Akademide öğrenciliğini sürdürdüğü yıllarda, hemen hemen bütün Türk ressamları gibi o da özellikle doğa görünümlerine yakın ilgi duydu. İstanbul sokaklarında dolaştı, kent peyzajları yaptı. Üsküdar, Pangaltı, Eyüp, Samatya, Adalar, Aksaray görünümleri bu yılların tarihini taşıyan yapıtlarıdır. Cumhuriyet hükûmetinin Avrupa’ya gönderdiği ilk öğrenciler arasında yer aldı.

1924’te gittiği Paris’te Julian Akademisinde, Paul Albert Laurents atölyesine girdi. 1928 yılında İstanbul’a döndü, Mahmut Cuda ve Cevat Dereli ile birlikte, arkadaşlarının yönlendirmesiyle akademiye yardımcı öğretmen olarak atandı. Aynı yıl Müstakil Ressamlar ve Heykeltıraşlar Birliği’nin kurucu üyeleri arasında yerini aldı. 1928 yılının Nisan ayında Ankara Etnografya Müzesi salonlarında açılan Genç Türk Ressamları sergisine katıldı ve bu yıldan başlayarak Müstakillerin tüm sergilerinde yapıtlarıyla yer aldı.
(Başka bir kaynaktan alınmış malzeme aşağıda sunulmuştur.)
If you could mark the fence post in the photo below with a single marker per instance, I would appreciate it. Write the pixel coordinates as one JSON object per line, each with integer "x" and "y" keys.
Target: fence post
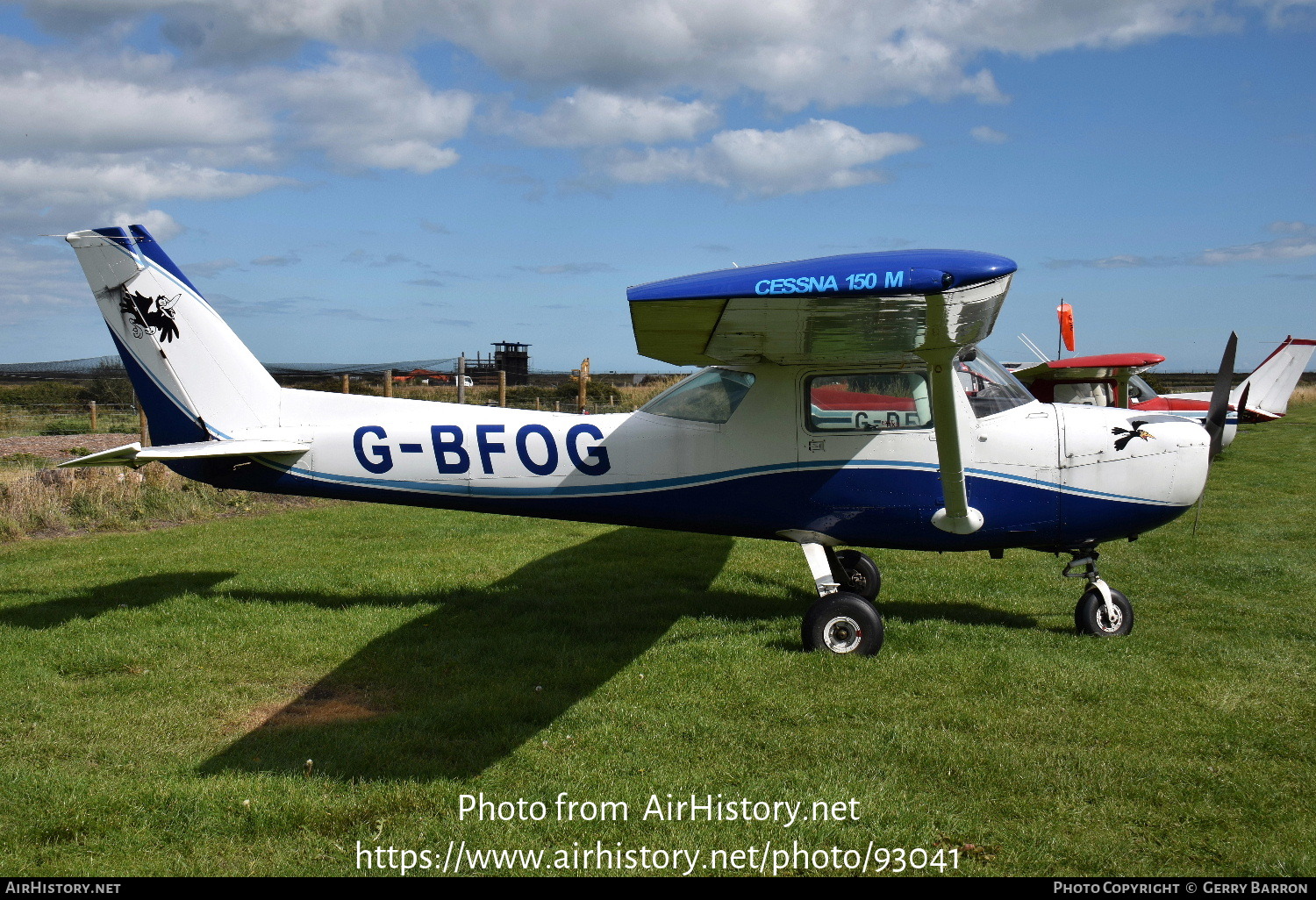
{"x": 584, "y": 384}
{"x": 141, "y": 421}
1931 yılında askerlik görevi nedeniyle akademideki görevine ara verdi, 1933’te akademiye geri dönse de Müstakillere ve yeni eğilimlere karşı tavır alan Güzel Sanatlar Birliği üyelerinden oluşan akademinin öğretim kadrosu, genç sanatçıların Muallim Muavinliği görevlerini iptal etti. T.C. Maarif Vekâleti Yüksek ve Mesleki Tedrisat Umum Müdürlüğü’nün yazısıyla kendisine görevinden lağvedildiği bildirildi. Yine T.C. Maarif Vekâleti Güzel Sanatlar Akademisi yazısıyla Gazi Terbiye Enstitüsü Kütüphane memurluğuna atandı. Aynı yıl içinde Ankara Atatürk Lisesine atanmasını yaptırmayı başardı. 1933 yılında Ankara Atatürk Lisesi resim öğretmeniydi. 1939 yılında Ankara Gazi Eğitim Enstitüsü Resim Bölümünde Atölye öğretmenliği görevini üstlendi, 1966 yılında bu görevden emekli oldu.

Türk Resim Sanatını 1950’lerden başlayarak etkisi altına alan soyut eğilimler, sanat anlayışını etkiledi. 1960 sonrası yapıtlarında, soyut renk ve biçim uygulamalarına eğildi. Bu resimlerinde, tuval yüzeyine dağılan geometrik renk yüzeylerinin görsel ve duygusal çağrışımları serbest fırça vuruşlarıyla dinamizm kazandı. “Statik Düzen”, “Vizyon III”, “Soyutlama”, “İzlenim”, “Nü” gibi resimleri bu dönem çalışmalarının örnekleri arasındadır.  

Epikman, kişisel sergi açmayı hiç düşünmedi. Halkevleri sergileri düzenleyerek sanatçılar adına özverili çalışmalar yaptı. Dönemin resim etkinlikleri içinde her zaman varlığını gösterdi. Cumhuriyet Halk Partisinin Yurt gezileri programına katıldı. Ankara Gazi Osman Paşa sırtlarındaki evinde eşi Bedriye Hanım ve çocukları Ahmet ve Mustafa ile düzenli ve özenli yıllar geçirdi. 17 Mayıs 1974 tarihinde, Ankara’da vefat etti.